Hollywood’s 2016 all-white Academy Award acting nominations carry on the tradition of excluding, more often than not, Black achievement in films. Hollywood is a reflection of mainstream society’s historical policies and practice of institutional racism, exclusion and elimination.
From time to time, however, there are exceptions to rules of law and custom, even while racial discrimination persists. One exception was an Academy Award given to Hattie McDaniel. It was the first Oscar awarded to a Black actor in 1940.
She won for best supporting actress in the 1939 film “Gone with the Wind,” which glorified slavery The story takes place on an Atlanta, Ga., plantation during the U.S. Civil War. McDaniel played the role of “Mammy,” a house servant to Scarlett O’Hara. Other Black actors in the movie, such as Butterfly McQueen as Prissy, were also house servants. Despite winning the Oscar, McDaniel and the other Black actors were barred from attending the film’s premiere in apartheid Atlanta. The Oscars ceremony was held in a white-only hotel where McDaniel was relegated to a segregated back banquet table.
McDaniel was born in 1893 in Wichita, Kan. She was her parents’ thirteenth child. Both parents were former slaves. Her father was a Civil War veteran who suffered severe injuries in the war. Her mother was a domestic worker. In 1901 the McDaniel family moved to Denver, Colo., where she was only one of two Black students in her class.
McDaniel had a career in singing and dancing professionally before she became a film star. While in high school she began performing with her brother’s troupe and later formed an all-women’s minstrel show. When she was 18 she married and eventually became an established blues singer and sang with bands. She was also one of the first African-American women to be on the radio. In the 1920s she toured with vaudeville troupes, as well as performing on a Denver radio station.
In 1931 McDaniel moved to Los Angeles where two of her siblings managed to obtain minor movie roles. Her brother also appeared on the radio there, where McDaniel too appeared. That same year she landed a tiny film role as an extra in a Hollywood musical. The following year she debuted as a maid in the film “Destino Rubio” and was featured as a housekeeper in the film “Gold West.”

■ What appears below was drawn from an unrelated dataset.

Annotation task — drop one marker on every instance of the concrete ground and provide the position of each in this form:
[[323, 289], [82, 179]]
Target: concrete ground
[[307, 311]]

McDaniel: A pioneer for African-American actors
In 1934 she got a big break in the film “Judge Priest” where she sang a duet with Will Rogers. In the 1935 film “The Little Colonel” starring Shirley Temple and Lionel Barrymore, McDaniel played the role of Mom Beck. The following year she played Queenie in the film “Showboat.” One of her most powerful but little known roles was in the anti-racist 1942 drama “In This Our Life” with Bette Davis and Olivia DeHavilland. McDaniel played a grief-stricken mother of a young law student falsely accused of a hit-and-run fatality.
During WW II McDaniel entertained U.S. troops and promoted the sale of war bonds.
To say that nonstereotypical roles for Black actors were hard to come by is an understatement. Throughout the mid-1940s Black actors mainly played roles that progressive Black people referred to as “offensive.” In some quarters the media also attacked McDaniel for accepting roles that perpetuated negative stereotypes of Black people. She was unjustly criticized for being satisfied with playing servants and slaves. She was not politically active, but in her Oscar acceptance speech she said she hoped to be a credit to her race.
McDaniel defended her right to accept whatever roles she chose. She also intimated that characters like Mammy demonstrated they were more than just meeting their employers’ standards. She responded that her choice was to either make $700 a week in film, TV and radio portraying a servant or to actually work as a servant for $7 a week.
The NAACP pleaded with African- American actors to stop taking such roles seen as degrading to Black communities. And they pressed Hollywood to begin creating characters that portrayed Black people as being unable to attain much more than cleaning, cooking and caring for white people.
During the Civil Rights Movement those denigrating movie roles for which Black actors were typecast began to disappear. In 1947 when her offers dried up, McDaniel accepted the starring role on the radio program “The Beulah Show,” in which she played a maid again. But she used her talents to shatter racial stereotypes, not reinforce them.
In 1951 while filming the TV version of “Beulah,” who was initially played by another Black actor and singer, Ethel Waters, McDaniel suffered a heart attack and was later diagnosed with breast cancer. She was replaced by actress Louise Beavers.
Hattie McDaniel died of cancer in 1952 and was inducted into the Black Filmmakers Hall of Fame in 1975. The then-Hollywood Cemetery, where many acting legends are buried, denied her request to be buried there due to their white-only policy.
McDaniel was a great actor who brought dignity to her roles, stereotypical or not.